“We’re with you!” came a chorus of hearty voices.
By this time Mr. Durland had come up and asked the cause of the excitement. He listened to the recital of their fears with a very grave face. In a moment the boys were flying around everywhere to carry out his directions.
“Some of you boys go and get anything that you can find in the lodge or out of it,” he said, “to dig with. There are three or four old shovels there that may come in handy and a lot of trowels that we use for digging up specimens of flowers. Hurry, boys!”
In a short time the Scouts were ready to start, and Don, forgetting all about his sore foot, led them rapidly along the trail.
Dick turned to Mr. Durland and asked him how he meant to use the shovels.
“There is great danger in this part of the country on account of the landslides that frequently occur,” the Scout-Master explained. “Of course, they are not usually on a very large scale. They are very often caused by a loose rock starting to fall from the top of a mountain and so loosening masses of stones and dirt.”
“But do you suppose that the boys could possibly be caught in one of them?” Dick asked, while his face grew white at the very thought.
“There is a chance, of course,” Mr.
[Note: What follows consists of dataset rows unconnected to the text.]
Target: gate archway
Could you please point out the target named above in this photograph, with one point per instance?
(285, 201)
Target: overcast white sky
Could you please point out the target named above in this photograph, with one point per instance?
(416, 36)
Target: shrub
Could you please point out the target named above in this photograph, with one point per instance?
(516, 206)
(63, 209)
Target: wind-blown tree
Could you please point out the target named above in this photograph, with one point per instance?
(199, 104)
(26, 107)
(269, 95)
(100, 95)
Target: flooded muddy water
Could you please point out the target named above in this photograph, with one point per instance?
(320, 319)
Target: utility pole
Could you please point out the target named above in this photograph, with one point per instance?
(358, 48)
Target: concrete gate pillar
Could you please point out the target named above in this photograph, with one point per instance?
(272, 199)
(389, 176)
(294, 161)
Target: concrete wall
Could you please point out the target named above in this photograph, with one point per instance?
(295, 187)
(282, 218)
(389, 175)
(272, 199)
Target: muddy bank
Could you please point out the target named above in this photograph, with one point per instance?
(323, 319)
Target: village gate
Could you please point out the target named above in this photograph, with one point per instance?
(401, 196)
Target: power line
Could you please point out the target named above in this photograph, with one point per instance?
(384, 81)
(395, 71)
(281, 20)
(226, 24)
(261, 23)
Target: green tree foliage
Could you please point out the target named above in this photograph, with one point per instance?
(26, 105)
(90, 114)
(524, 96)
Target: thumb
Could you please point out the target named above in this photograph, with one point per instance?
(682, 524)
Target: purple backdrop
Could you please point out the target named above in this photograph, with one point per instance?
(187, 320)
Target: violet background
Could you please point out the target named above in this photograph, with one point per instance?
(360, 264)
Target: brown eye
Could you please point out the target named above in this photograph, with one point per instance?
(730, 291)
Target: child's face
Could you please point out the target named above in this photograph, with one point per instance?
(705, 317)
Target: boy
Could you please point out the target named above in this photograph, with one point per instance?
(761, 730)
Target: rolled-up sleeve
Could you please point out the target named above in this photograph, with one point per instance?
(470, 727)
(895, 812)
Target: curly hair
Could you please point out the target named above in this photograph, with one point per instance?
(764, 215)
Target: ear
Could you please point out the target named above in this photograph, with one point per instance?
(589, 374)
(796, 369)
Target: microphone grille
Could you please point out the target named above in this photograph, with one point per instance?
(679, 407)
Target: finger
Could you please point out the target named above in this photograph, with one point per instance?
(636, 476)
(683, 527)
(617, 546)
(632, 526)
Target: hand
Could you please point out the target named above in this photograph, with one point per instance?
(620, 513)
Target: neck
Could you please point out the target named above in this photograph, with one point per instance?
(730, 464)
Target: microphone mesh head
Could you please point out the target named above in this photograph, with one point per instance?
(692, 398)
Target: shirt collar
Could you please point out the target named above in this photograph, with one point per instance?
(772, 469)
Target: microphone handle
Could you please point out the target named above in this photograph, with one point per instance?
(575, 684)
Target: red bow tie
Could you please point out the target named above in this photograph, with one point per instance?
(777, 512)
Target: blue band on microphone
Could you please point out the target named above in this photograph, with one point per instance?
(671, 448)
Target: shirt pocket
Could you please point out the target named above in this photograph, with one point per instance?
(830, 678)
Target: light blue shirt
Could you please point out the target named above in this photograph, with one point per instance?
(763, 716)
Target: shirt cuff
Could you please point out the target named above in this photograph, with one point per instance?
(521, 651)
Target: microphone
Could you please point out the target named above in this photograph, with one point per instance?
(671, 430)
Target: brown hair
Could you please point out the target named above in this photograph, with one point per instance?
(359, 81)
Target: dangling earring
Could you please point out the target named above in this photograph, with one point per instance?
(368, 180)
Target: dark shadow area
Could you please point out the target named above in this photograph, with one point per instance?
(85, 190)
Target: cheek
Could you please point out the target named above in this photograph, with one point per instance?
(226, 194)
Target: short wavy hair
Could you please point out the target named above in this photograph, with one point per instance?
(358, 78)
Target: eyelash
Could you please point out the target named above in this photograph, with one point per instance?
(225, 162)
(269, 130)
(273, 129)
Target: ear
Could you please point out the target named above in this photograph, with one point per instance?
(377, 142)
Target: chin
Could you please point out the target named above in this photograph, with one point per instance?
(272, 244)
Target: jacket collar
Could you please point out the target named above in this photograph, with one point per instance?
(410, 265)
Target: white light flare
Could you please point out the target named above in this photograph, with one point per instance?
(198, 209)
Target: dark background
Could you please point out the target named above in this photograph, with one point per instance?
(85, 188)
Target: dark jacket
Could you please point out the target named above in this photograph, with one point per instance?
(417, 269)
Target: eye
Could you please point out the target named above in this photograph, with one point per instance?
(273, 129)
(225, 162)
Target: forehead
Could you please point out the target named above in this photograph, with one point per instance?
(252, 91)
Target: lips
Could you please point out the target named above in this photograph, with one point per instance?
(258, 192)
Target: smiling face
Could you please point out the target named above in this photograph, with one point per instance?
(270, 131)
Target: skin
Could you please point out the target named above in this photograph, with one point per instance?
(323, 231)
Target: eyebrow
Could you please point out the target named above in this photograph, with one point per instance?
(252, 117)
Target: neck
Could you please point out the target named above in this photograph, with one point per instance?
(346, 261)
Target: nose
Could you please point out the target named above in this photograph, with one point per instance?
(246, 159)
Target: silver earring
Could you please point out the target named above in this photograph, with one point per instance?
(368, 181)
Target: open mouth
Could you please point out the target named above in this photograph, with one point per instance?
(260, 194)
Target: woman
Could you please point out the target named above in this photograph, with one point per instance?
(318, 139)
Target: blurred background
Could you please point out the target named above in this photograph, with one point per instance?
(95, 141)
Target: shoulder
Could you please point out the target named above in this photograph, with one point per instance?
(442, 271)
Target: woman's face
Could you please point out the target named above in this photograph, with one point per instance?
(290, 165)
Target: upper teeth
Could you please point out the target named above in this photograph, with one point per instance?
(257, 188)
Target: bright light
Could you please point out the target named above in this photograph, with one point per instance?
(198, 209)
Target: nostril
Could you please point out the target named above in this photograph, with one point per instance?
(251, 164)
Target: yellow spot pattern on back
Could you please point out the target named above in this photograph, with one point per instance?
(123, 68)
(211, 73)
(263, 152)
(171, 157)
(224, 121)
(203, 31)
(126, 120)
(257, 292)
Durland replied anxiously, “and because of that chance, I thought it was best to bring the shovels along.”
“Be prepared!” Dick murmured, and felt a curious tightening of his heartstrings as he thought of his comrades in distress.
Finally Don brought them to the clump of bushes behind which O’Brien and Levine had been hidden. The boys noticed how the ground had been trampled down and the bushes torn aside, and at once it flashed through their minds that the boys might have been attacked. Here Don seemed to lose the trail, but the Scouts now readily picked it up, trained for trailing as they were, and they started on again with redoubled speed.